Яснее и проще всех мыслил Слуцкий, и потому приняты за основу были его формулы, приправленные устремлениями Павла, поэзией Кульчицкого, безоблачной верой Наровчатова и моим недозрелым гегельянством.
Трудно писать про это, потому что тогдашнее наше мировоззрение оказалось во многом слабым, ложным и постепенно распалось.
Но твердо могу сказать, что оно было честным мировоззрением и отнюдь не исчерпывалось идеей служения искусства власти.
Наше как бы согласие с властью не было полной гармонией. Мы требовали признания прав литературы откровенно говорить с народом. У нас было представление о гражданском назначении поэзии.
И ощущение эпохи у нас было. Тут уж я могу сказать, что оно компенсировало неполноту или неточность помыслов. Оно не было заблуждением.
Умники того времени гордятся тем, что уже тогда все понимали. А они не понимали одного и самого главного: что назначение нашего поколения — воевать и умирать за нашу действительность, что иного исторического выбора у нас нет, что для многих это и будет главным назначением жизни. Потому голоса мудрых скептиков всегда звучали для меня, как карканье ворон над полем боя.
Мы тоже ощущали приближение войны и внутренне снаряжались для нее, потому и посейчас продолжается наш спор с всеведущими змиями довоенных времен, посейчас, когда как бы и нету предмета для спора и надо бы признать их правоту.

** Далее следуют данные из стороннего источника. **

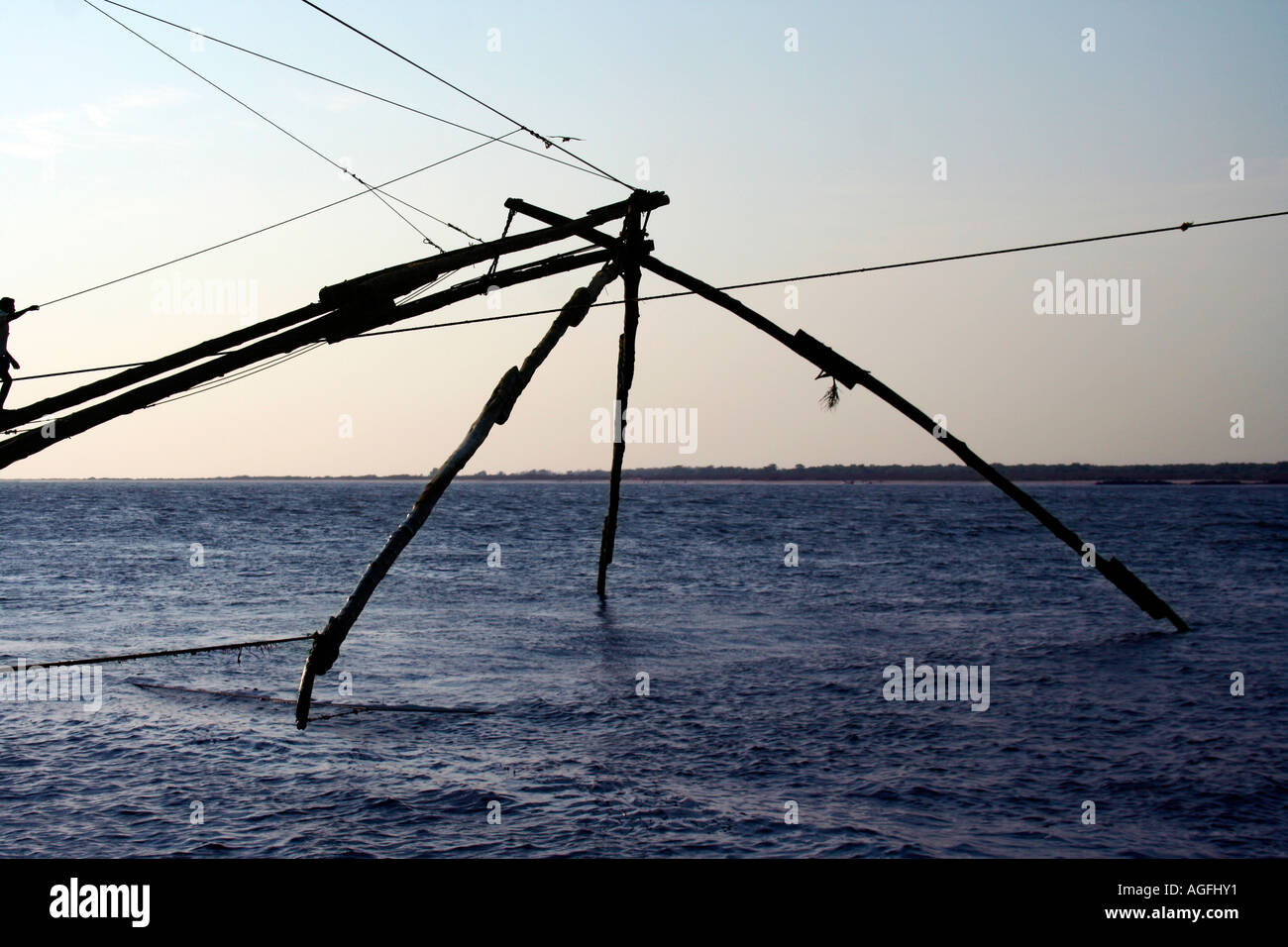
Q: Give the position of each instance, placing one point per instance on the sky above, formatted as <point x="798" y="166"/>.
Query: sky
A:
<point x="793" y="138"/>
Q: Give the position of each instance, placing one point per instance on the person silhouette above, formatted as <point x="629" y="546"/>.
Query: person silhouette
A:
<point x="7" y="316"/>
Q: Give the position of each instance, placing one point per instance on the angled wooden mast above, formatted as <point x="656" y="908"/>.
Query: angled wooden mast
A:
<point x="342" y="312"/>
<point x="359" y="305"/>
<point x="631" y="252"/>
<point x="849" y="375"/>
<point x="326" y="646"/>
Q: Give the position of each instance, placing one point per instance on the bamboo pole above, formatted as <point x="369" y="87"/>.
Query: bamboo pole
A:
<point x="389" y="282"/>
<point x="631" y="239"/>
<point x="335" y="326"/>
<point x="326" y="646"/>
<point x="849" y="373"/>
<point x="159" y="367"/>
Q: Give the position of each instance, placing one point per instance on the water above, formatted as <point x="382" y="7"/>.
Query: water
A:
<point x="765" y="681"/>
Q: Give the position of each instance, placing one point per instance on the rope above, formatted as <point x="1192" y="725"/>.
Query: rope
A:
<point x="355" y="89"/>
<point x="503" y="232"/>
<point x="256" y="234"/>
<point x="261" y="115"/>
<point x="456" y="88"/>
<point x="767" y="282"/>
<point x="265" y="643"/>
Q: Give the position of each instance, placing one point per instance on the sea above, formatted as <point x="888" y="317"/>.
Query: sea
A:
<point x="734" y="696"/>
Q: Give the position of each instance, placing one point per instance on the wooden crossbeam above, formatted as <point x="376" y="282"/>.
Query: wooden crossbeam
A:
<point x="360" y="316"/>
<point x="386" y="283"/>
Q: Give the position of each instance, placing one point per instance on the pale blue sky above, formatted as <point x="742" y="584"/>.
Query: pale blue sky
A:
<point x="112" y="158"/>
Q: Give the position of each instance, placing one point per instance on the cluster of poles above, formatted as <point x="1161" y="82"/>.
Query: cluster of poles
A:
<point x="368" y="303"/>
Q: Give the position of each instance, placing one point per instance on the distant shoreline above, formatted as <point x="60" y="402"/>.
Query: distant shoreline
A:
<point x="1072" y="474"/>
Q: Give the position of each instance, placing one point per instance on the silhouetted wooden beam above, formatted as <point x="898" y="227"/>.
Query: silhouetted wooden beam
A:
<point x="395" y="281"/>
<point x="326" y="646"/>
<point x="342" y="324"/>
<point x="849" y="373"/>
<point x="389" y="283"/>
<point x="631" y="239"/>
<point x="159" y="367"/>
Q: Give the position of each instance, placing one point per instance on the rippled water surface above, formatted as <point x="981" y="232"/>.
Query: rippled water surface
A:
<point x="765" y="682"/>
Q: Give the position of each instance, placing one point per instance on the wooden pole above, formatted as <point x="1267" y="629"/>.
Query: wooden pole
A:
<point x="343" y="324"/>
<point x="326" y="646"/>
<point x="159" y="367"/>
<point x="849" y="373"/>
<point x="631" y="239"/>
<point x="385" y="283"/>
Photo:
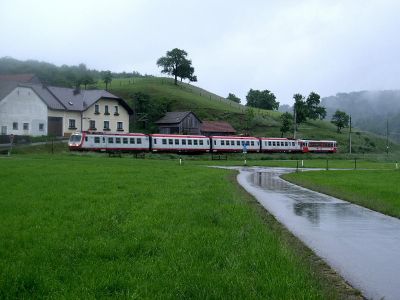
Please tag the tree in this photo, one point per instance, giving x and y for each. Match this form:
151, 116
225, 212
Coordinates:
287, 122
107, 78
185, 70
233, 98
314, 111
262, 99
340, 119
300, 109
176, 64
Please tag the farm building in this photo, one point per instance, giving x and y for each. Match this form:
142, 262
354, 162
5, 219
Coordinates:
209, 128
179, 122
29, 108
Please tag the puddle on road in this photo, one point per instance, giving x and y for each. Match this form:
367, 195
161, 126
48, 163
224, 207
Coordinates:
360, 244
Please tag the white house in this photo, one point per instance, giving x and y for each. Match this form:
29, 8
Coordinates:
34, 109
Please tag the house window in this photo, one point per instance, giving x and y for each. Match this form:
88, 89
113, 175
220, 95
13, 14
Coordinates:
106, 125
92, 125
72, 124
96, 109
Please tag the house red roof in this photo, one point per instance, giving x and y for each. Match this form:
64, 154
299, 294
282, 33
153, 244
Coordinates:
21, 78
216, 126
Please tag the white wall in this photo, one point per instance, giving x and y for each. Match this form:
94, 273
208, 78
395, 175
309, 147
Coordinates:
22, 105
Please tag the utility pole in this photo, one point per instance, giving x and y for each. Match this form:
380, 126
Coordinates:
295, 121
350, 136
387, 137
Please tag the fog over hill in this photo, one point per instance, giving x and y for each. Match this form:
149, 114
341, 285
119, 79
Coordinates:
370, 110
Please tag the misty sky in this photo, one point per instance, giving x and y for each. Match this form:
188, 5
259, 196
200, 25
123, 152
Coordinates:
287, 47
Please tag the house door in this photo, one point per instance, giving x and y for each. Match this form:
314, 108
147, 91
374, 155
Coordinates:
54, 126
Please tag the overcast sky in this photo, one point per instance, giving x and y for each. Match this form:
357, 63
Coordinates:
287, 47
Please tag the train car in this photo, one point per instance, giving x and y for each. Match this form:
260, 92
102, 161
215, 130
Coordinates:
234, 144
318, 146
109, 142
280, 145
179, 143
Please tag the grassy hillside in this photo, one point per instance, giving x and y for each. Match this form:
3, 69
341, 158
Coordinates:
209, 106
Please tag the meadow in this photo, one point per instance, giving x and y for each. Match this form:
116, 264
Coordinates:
89, 227
375, 189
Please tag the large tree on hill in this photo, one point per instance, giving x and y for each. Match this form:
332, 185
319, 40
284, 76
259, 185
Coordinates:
176, 64
340, 119
233, 98
314, 111
262, 99
107, 78
300, 109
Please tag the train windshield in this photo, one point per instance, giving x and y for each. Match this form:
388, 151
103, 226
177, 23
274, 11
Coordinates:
75, 138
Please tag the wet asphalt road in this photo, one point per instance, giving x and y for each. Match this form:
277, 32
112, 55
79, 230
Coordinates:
361, 245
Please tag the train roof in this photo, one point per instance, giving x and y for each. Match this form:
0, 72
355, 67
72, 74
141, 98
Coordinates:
233, 137
112, 133
178, 136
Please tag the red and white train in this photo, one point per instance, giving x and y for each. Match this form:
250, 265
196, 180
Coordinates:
139, 142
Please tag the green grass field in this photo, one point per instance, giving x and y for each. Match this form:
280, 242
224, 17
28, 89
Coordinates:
93, 227
377, 190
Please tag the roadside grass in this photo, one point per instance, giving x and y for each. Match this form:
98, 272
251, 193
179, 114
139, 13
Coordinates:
84, 227
378, 190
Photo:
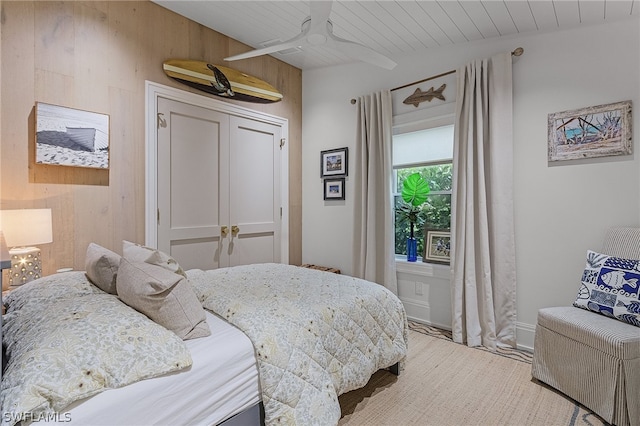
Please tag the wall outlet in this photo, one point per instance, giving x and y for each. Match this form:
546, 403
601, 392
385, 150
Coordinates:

Но дело в том, что важна не только истина, а и путь к ней. А пути у нас разные. В нашем довоенном мышлении и самоощущении если и было трагическое начало, то только объективно, как в каждом поколении, предназначенном для войны. На деле у нас не было чувства фатальной обреченности, мы были веселыми и здоровыми молодыми людьми. Но не пришлось еще прилагать наши схемы на практике.
И в первый же раз это оказалось сложным. В первый же раз в лоб предложенный историей вопрос поверг почти всех нас в смущение.